Le bastion Bazire



Au second paragraphe de la première préface de "Gaspard de la Nuit", Louis écrit : " J'étais un jour assis à l'écart dans le jardin de l'Arquebuse, - ainsi nommé de l'arme qui, autrefois, y signala si souvent l'adresse des chevaliers du papegai. Immobile sur un banc, on eut pu me comparer à la statue du bastion Bazire. Ce chef-d'oeuvre du figuriste Sévallée et du peintre Guillot représentant un abbé assis et lisant. Rien ne manquait à son costume. De loin, on le prenait pour un personnage ; de près on voyait que c'était un plâtre."

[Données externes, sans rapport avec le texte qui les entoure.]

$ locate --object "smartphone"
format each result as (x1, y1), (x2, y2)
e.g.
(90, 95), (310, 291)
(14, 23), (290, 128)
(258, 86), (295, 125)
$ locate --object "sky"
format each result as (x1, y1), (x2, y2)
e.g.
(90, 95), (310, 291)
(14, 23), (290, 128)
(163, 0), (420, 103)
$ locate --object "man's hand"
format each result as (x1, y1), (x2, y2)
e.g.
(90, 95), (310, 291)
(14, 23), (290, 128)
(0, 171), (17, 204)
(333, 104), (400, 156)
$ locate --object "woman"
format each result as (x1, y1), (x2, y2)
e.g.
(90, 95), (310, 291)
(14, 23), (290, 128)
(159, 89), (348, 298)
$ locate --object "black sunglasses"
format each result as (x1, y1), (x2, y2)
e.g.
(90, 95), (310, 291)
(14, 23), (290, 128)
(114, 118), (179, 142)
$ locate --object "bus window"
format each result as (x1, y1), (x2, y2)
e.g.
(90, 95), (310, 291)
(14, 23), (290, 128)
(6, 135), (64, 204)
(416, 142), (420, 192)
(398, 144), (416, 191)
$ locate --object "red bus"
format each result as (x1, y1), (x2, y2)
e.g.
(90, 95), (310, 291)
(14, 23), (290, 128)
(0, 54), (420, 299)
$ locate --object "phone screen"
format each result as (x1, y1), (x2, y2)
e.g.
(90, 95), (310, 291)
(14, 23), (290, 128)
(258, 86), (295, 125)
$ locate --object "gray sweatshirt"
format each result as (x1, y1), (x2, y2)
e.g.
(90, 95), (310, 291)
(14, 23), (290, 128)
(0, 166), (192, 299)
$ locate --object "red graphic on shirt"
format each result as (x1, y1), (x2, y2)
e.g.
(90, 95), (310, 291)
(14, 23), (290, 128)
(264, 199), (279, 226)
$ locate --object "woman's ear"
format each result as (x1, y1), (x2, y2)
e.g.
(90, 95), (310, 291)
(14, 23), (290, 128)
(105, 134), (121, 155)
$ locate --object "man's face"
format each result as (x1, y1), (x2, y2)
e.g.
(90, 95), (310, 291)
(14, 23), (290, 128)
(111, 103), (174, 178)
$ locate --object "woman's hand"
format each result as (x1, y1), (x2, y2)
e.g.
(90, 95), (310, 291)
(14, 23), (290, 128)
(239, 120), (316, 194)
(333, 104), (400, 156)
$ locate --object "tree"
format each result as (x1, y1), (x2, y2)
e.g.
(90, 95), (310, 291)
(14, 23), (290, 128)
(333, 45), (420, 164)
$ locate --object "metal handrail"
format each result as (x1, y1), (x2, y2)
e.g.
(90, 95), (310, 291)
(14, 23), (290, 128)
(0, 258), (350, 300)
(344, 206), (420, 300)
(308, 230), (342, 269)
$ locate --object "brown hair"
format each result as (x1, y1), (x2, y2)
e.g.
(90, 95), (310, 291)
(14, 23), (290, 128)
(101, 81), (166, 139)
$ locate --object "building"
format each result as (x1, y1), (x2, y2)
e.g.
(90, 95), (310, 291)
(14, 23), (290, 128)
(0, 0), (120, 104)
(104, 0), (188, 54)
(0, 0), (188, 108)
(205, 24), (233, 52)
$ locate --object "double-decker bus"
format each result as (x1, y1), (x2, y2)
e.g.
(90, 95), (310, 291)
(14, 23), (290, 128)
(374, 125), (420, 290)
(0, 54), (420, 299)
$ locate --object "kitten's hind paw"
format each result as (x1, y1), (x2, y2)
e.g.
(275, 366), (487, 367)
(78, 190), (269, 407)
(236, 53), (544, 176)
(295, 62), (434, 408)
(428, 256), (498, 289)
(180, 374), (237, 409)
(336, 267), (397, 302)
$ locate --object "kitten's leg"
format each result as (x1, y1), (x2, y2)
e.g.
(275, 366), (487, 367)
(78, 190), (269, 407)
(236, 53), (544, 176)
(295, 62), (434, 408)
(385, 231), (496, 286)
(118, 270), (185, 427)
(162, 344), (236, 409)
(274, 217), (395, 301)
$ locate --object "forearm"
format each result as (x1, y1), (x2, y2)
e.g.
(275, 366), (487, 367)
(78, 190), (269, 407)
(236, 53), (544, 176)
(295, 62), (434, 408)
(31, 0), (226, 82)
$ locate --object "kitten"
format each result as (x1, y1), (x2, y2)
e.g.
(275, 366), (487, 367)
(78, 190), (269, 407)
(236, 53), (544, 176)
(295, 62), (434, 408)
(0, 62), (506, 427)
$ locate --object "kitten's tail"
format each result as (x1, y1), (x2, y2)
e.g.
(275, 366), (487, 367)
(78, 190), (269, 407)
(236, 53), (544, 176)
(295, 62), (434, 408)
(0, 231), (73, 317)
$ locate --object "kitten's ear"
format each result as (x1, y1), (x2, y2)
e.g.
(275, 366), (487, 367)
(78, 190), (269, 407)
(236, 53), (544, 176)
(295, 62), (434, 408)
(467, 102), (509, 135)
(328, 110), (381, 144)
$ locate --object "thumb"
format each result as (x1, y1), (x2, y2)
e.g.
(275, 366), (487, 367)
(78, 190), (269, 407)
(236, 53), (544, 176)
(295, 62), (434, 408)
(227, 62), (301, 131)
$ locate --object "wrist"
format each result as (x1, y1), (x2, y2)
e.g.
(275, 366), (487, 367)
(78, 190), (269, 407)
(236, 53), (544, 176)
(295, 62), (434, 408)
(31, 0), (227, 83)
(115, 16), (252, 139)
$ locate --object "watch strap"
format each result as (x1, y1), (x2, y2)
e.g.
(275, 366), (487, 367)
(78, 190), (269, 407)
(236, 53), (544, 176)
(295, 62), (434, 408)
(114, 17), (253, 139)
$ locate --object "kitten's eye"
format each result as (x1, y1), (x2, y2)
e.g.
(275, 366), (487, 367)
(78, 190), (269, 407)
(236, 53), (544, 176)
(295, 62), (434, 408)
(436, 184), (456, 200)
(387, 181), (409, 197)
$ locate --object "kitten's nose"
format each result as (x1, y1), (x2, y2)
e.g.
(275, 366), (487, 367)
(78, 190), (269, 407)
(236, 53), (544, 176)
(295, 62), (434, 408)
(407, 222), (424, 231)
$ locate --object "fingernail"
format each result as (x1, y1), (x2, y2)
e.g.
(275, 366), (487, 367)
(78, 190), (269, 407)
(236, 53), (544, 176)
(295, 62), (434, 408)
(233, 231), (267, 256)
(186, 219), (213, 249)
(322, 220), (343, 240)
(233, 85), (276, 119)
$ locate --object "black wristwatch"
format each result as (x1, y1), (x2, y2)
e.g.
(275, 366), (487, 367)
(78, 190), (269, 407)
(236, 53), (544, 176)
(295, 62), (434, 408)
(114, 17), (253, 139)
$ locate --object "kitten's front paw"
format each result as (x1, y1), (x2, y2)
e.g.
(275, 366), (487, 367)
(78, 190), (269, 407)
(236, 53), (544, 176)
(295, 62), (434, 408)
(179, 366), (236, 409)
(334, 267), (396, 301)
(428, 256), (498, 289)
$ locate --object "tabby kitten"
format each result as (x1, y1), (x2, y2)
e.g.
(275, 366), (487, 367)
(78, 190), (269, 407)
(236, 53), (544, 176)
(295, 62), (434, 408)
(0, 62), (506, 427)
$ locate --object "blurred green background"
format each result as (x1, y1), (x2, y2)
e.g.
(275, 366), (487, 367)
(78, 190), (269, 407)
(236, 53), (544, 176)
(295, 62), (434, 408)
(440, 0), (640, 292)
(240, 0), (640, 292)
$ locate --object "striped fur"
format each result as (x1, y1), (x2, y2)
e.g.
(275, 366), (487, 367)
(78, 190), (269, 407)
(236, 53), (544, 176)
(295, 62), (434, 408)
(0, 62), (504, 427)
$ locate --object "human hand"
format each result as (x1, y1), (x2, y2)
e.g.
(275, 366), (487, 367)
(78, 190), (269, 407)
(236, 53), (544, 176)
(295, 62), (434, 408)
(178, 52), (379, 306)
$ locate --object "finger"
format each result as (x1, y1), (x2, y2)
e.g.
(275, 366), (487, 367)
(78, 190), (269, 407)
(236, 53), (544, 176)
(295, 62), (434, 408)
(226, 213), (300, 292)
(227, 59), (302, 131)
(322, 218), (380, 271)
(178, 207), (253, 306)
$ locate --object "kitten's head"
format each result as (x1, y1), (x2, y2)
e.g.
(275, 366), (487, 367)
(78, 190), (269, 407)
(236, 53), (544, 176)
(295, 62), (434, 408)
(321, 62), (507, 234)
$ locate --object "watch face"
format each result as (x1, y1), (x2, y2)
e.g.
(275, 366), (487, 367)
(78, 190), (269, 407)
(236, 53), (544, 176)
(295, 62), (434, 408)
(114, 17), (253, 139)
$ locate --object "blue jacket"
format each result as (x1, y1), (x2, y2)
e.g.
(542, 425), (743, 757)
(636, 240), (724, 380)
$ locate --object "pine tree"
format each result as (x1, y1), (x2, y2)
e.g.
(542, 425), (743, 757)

Henri Chabeuf, dans "Louis Bertrand et le Romantisme à Dijon" précise :

"Louis aimait aussi à se promener sur les remparts du vieux Dijon "autour duquel courait un branle de dix huit tours, de huit portes et de "quatre poternes ou portelles nous ne le chicanerons pas sur son effectif ; refaits pièce à pièce, mais toujours sur les racines de l'enceinte ducale, les remparts n'étaient plus, depuis la conquête de la Franche-Comté, qu'une promenade. Louis a parlé des portes Saint-Nicolas et Saint-Pierre pratiquées dans des bations devenus des jardins en terrasses ; au bastion Saint Pierre ou Basire, on voyait une de ces statues de plâtre peint qui faisaient la joie de nos pères ; celle-ci, " chef-d'oeuvre du figuriste Sévallée et du peintre Guillot," représentait un abbé assis et lisant. Depuis longtemps les anciennes tours étaient chargées de maisons, enfin de la verdure des fossés transformés en jardins, émergeaient les demi-lunes dépouillées de leurs revêtements à bossages et toutes plantées d'arbres fruitiers qui au printemps faisaient fête à la ville d'une couronne embaumée et blanche ; au delà les chemins couverts étendaient en zizzag leurs doubles files d'arbres.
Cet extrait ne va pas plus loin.